Showing posts with label LinguiSystems. Show all posts
Showing posts with label LinguiSystems. Show all posts

Saturday, March 23, 2013

LinguiSystems: Take Home Preschool Language Development





Take Home Preschool Language Development

This was my first LinguiSystems publication.  I had a mother with 3 language delayed children, one was also hearing impaired. She needed to know how to interact with her children at home to stimulate their language development.  I designed 10 home activities, added indirect language stimulation pointers, expansion activities, pictures and signs.  I engaged in one fun play activity per week (e.g., blowing bubbles, rolling a ball, stacking blocks, etc.) then sent the activity home with mom to practice.  This model worked very well. The home assignments became the beginning of Take Home Preschool Language Development. It has 45 fun activities, including 10 activities related to books. This manual helps you plan therapy for the young language delayed child and provides assignments you can copy for home practice.

LinguiSystems: Just for Kids Autism



Just for Kids Autism

I use this product more with language delayed children than with children with autism.  It provides the visual support and structure for all children to learn more complex language.  Each unit in Just for Kids Autism is based on a fairy tale. The concept that occurs naturally within the fairy tale is developed throughout the unit (e.g., The Three Little Kittens - pairs, Goldilocks and the Three Bears - possession, The Ugly Duckling - negatives, Henny Penny - rhyming).  Each unit has the following elements:

1. pictures for sentence formation
2. sequence cards for story telling
3. rebus stories, comprehension questions and word picture matching to develop reading skills
4. games for social interaction
5. worksheets for concept development
7. craft for problem solving
To make the product easy to use, I have laminated the materials and placed them in hanging files.  Each unit also has a play set, i.e., miniature characters and items so the child can act out the story.  The clinician can just grab the hanging file and tub and dash off to a very fun and engaging therapy session. 

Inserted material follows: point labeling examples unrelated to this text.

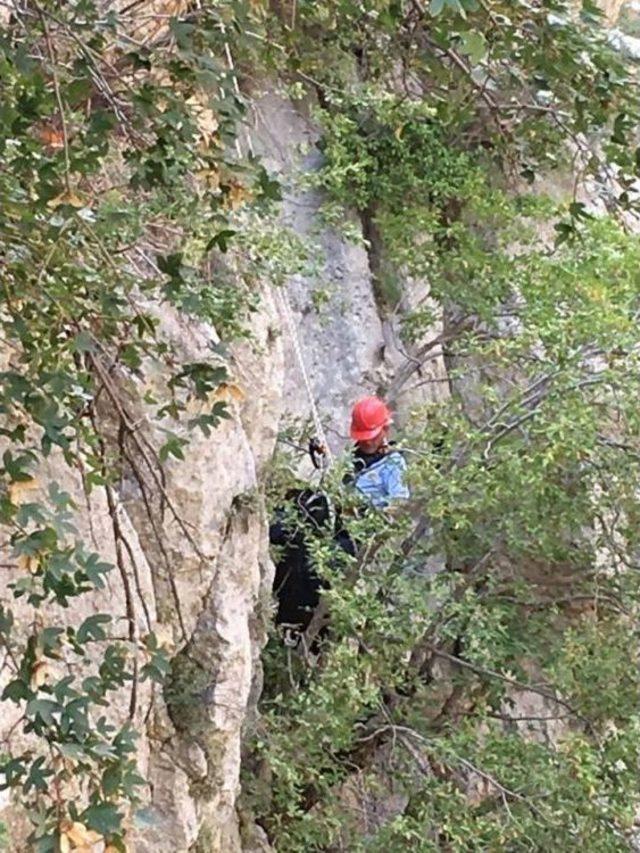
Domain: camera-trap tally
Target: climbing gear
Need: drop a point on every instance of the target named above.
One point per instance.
(321, 438)
(368, 418)
(317, 453)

LinguiSystems: Just for Kids Apraxia

 

Just for Kids Apraxia

I really enjoy working with motor speech disorders.  I do different things depending on the age of the child and severity of the disorder. Just for Kids Apraxia works well with those 4-6 year olds who have a sense of the alphabet and are talking a lot. They are the children who come to me (sometimes after a couple years of therapy) essentially unintelligible.  My goal is to improve overall intelligibility as quickly as possible.  So I use the alphabet to organize my sessions. Children at this age need to know the alphabet and parents easily understand the home practice assignments. I work on letters/sounds in the following hierarchy:   

  • Sounds in Isolation
  • C-V-C Words
  • Multisyllabic Words
  • Sentences
  • Expressions
To make materials easy to use, I photocopied picture pages from the units on different colors of paper, laminated them, cut them into flashcards and put them in a file box.  The busy clinician just grabs the flashcards and therapy manual, and is ready to go for the session. 

Two of  my Teahers Pay Teachers products complement Just for Kids ApraxiaA is for Ape can be used with the first unit (sounds in isolation). The words in A is for Ape are shorter and easier for younger, more impaired children. Copy Cat: Words of Increasing Length provides more phrases to use in the carry over portion of the program. 



LinguiSystems: Easy Does It for Articulation A Phonological Approach







I caution young clinicians not to use flashcards from articulation decks in phonological processes therapy. The phonetic contexts are not controlled. A child with a severe phonological processing disorder cannot handle cat, rock, school, ladybug, etc.  These words contain more than one difficult phoneme.

In Easy Does It for Articulation A Phonological Approach, the words are carefully selected so the phonetic contexts of the target words do not contain other phonetic patterns that are typically deviant in children.  This approach followed in this manual is based on the work of Barbara Williams Hodson and Elaine Pagel Paden. 

I use the pictures from this manual in therapy daily.  I have them laminated, clipped together and in baggies (e.g., a s-cluster baggie, a /r/ baggie, a "sh" baggie, etc.). I just grab the appropriate baggie from my cabinet and am ready to go. I copy the pictures and activity list to send home for practice.  For the child who is not ready for drill, I encourage mom to get one or all of the suggested books from the library and provide auditory bombardment.